Mémoire poétique de Guy Goffette

Comment rendre hommage à un poète tel que Guy Goffette qui vient de mourir ? En parlant de lui, de son chapeau légendaire, de sa présence, en racontant des souvenirs ou des anecdotes ? En attendant Nadeau a fait le choix de le relire, tout simplement. Nous avons demandé à des poètes de choisir dans l’œuvre de Guy Goffette un poème. Comme autant d’éclats qui donnent à entendre une poésie intuitive d’une grande beauté, voici les choix de Marie Étienne, Jean-Pierre Lemaire, Anne Lorho, Gérard Noiret et André Velter.


Marie Étienne choisit cet extrait de Mariana, Portugaise (Le temps qu’il fait, 1991 ; Gallimard, 2014) :

La dalle glacée de sa cellule. Ce grand corps blanc de femme, écartelé à même le sol, près des vêtements en désordre, comme arrachés. Ce corps prêt à l’estrapade ou qui en revient. Cette nudité de la chair sur la dalle noire et glacée. Plus qu’offerte : étale. Plus que vive : ouverte. En croix sur le carreau, l’amant enfui (la croisée est au large). La bouche collée à la pierre. Ce baiser à la mort qui roucoule dans la rosée. 

Guy Goffette © Jean-Luc Bertini
Guy Goffette © Jean-Luc Bertini

Jean-Pierre Lemaire choisit cet extrait de La vie promise (Gallimard, 1991) :

Je me disais aussi : vivre est autre chose

que cet oubli du temps qui passe et des ravages

de l’amour, et de l’usure – ce que nous faisons

du matin à la nuit : fendre la mer,

fendre le ciel, la terre, tour à tour oiseau,

poisson, taupe, enfin : jouant à brasser l’air,

l’eau, les fruits, la poussière ; agissant comme,

brûlant pour, allant vers, récitant

quoi ? Le ver dans la pomme, le vent dans les blés

puisque tout retombe toujours, puisque tout

recommence et rien n’est jamais pareil

à ce qui fut, ni pire ni meilleur,

qui ne cesse de répéter : vivre est autre chose


Anne Lorho choisit cet extrait de Petits riens pour jours absolus (Gallimard, 2016) :

rien encore, rien, sinon le forsythia pour tenir

le jour enflammé au beau milieu de la cour

cuvant les pluies et les ombres de mars

comme un ivrogne

entre les quatre murs de sa détresse, rien d’autre,

contre la grisaille et le froid, que l’exaltation

de l’amour au bord du gouffre : ce bouquet

d’abeilles en fleurs

dans le vent, rien de plus chaud entre les tempes

pour défroisser dans mes doigts engourdis

la lettre obscure du silence, y déposer

le pollen des mots

réchappés du vieil hiver et de la boue des songes


Gérard Noiret choisit cet extrait de Éloge pour une cuisine de province (Champ Vallon, 1988) :

« JALOUSIE »

Il lui arrive de plus en plus souvent la nuit

de descendre dans la cuisine

où fument en silence sous la lune

les statues que le jour relègue parmi les meubles

les habits, sous l’amas des choses

rapportées du dehors et vouées à l’oubli.

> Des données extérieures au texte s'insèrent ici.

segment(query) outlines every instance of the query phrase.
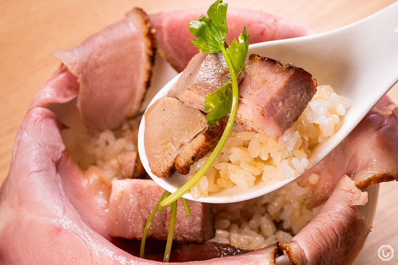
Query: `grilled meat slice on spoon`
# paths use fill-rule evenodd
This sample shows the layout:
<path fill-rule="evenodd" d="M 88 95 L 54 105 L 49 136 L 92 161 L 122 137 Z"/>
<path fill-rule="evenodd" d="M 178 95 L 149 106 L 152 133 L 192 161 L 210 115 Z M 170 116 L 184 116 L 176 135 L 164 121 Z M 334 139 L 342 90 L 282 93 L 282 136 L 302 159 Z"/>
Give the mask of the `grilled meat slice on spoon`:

Il n’allume pas mais s’assied dans sa lumière

comme un habitué au milieu des filles

et leur parle d’une voix triste et douce

de sa femme qui se donne là-haut, dans sa propre chambre

à de grands cavaliers invisibles et muets

– Et c’est moi qui garde leurs chevaux, dit-il

en montrant l’épais crin enroulé

            à son annulaire.


André Velter choisit cet extrait de La vie promise (Gallimard, 1991) :

Si j’ai cherché – ai-je rien fait d’autre ? –

ce fut comme on descend une rue en pente

ou parce que tout à coup les oiseaux

ne chantaient plus. Ce trou dans l’air,

entre les arbres, mon souffle ni mes yeux

ne l’ont comblé – et je criais souvent

au milieu des herbes, mais je n’attendais

rien, je me disais : voilà,

je suis au monde, le ciel est bleu, nuages

les nuages et qu’importe le cri sourd des pommes

sur la terre dure : la beauté, c’est que tout

va disparaître et que, le sachant,

tout n’en continue pas moins de flâner.